I've been out on the road now for just over a week.
I flew to Winnipeg, then drove up to Gimli, Manitoba to visit my Mom and Dad and do three shows there. Tomorrow I have a show in Sioux Lookout, Ontario, then I'm back to Winnipeg to showcase at a booking conference and run a workshop on Marketing Theatre at the same conference.
This was the second time I've done a series of shows in Gimli, and for the same reason. The first time was with "The Truth About Daughters", and I went to Gimli because that's where my Mom and Dad live and I thought they'd like to see what I do for a living. Since Mom wouldn't fly anywhere else I do shows - she hates to leave her little town - I gave up and arranged to do the shows at the tiny, charming converted church that is now called A-Spire (oh, come on, you get it - it's a church, there's a spire?) Theatre. Jammed to the rafters, it holds 90 people. And this past weekend I did "The Truth About Love and/or Marriage" there.
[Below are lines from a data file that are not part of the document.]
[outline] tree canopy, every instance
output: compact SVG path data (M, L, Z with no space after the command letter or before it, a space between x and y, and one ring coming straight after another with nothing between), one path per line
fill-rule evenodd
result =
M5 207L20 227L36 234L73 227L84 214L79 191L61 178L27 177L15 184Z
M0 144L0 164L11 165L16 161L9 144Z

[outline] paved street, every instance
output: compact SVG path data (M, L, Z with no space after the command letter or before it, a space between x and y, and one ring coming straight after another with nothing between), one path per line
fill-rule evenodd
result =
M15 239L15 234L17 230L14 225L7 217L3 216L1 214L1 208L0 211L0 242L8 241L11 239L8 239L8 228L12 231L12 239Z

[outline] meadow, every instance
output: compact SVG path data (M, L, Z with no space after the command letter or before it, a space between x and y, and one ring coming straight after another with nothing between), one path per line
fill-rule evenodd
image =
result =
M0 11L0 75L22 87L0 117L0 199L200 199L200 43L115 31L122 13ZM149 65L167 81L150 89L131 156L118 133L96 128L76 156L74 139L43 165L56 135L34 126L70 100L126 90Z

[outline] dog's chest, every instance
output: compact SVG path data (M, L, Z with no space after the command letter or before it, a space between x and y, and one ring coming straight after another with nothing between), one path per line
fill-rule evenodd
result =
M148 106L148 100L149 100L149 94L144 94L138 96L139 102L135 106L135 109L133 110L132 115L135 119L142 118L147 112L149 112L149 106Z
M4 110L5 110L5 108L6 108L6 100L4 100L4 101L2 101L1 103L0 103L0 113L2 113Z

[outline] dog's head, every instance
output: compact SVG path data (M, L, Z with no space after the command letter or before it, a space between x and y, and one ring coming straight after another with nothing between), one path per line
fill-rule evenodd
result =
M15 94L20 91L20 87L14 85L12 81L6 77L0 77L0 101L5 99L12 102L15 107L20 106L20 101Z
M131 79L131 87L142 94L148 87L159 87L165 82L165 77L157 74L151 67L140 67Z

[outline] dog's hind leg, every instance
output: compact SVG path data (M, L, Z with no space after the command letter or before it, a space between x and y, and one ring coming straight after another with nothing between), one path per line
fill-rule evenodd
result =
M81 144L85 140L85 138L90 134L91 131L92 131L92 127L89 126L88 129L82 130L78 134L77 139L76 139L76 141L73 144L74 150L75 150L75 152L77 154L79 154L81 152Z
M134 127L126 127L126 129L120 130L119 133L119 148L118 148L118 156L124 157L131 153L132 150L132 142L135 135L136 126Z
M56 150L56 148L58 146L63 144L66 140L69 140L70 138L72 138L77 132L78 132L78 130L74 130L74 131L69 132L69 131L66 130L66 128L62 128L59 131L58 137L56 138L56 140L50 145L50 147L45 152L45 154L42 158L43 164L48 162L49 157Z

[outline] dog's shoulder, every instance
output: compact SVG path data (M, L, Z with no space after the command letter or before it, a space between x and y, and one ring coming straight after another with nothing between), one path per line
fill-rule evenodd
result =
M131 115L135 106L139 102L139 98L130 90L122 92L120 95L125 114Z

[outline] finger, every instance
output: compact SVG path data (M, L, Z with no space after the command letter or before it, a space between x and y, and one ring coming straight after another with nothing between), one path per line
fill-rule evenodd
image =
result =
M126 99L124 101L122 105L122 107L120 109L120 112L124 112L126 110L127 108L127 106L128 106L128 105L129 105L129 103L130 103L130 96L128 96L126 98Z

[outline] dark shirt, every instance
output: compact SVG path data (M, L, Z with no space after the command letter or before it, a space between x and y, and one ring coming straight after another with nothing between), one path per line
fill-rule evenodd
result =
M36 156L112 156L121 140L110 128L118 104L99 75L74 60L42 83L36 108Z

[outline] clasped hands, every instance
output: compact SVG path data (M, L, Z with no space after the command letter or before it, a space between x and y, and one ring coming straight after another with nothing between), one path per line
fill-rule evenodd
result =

The shows went well. Mom is slowly coming around to the realization that I'm not "out of work" - that this is, in fact, "what I do". I'm sure she still kinda thinks that it's cute that her boy "has gotten up a little show" and wonders when I'll get a real job with a pension and benefits and such, but ... well, that's Mom, and no amount of postcards from tour stops in Toronto, Edmonton, Vancouver, England, The U.S., or anywhere else could reassure her.
But she does like being out there in the audience when I'm onstage. At the end of the show they attended, I introduced Mom and Dad as they sat in the audience. "The Truth About Love and/or Marriage" is primarily a comedy, but at its heart it's a show about the power of love. I introduced them as "... the people who taught me how to laugh ... and how to love."
Except it came out as " ... and how to lo(gurgle)." I choked up. I never choke up, at least not onstage. Offstage, sure, I can mist up at the drop of a hankie. But onstage? Never. Until that moment.
I guess if you have to choke ... that's as good a time as any.
Except it came out as " ... and how to lo(gurgle)." I choked up.
Treasure that moment Nils, it will be with you until the end of your days.
Posted by: Craig Willson | October 20, 2004 at 03:30 PM
Parents have a way of getting to you, don't they? My mom is my best friend, and the one and only reason I'm the kind of decent person I am today. I often get teary-eyed thinking about all she sacrificed for me. Did I ever mention to you that I was painfully shy as a child? Neurotically, unhealthily, clinically, shy?? It's only for the patience of my mother and her undying, unconditional love, that I am here, uninstitutionalized, untethered, and free to inflict myself on the world around me. :)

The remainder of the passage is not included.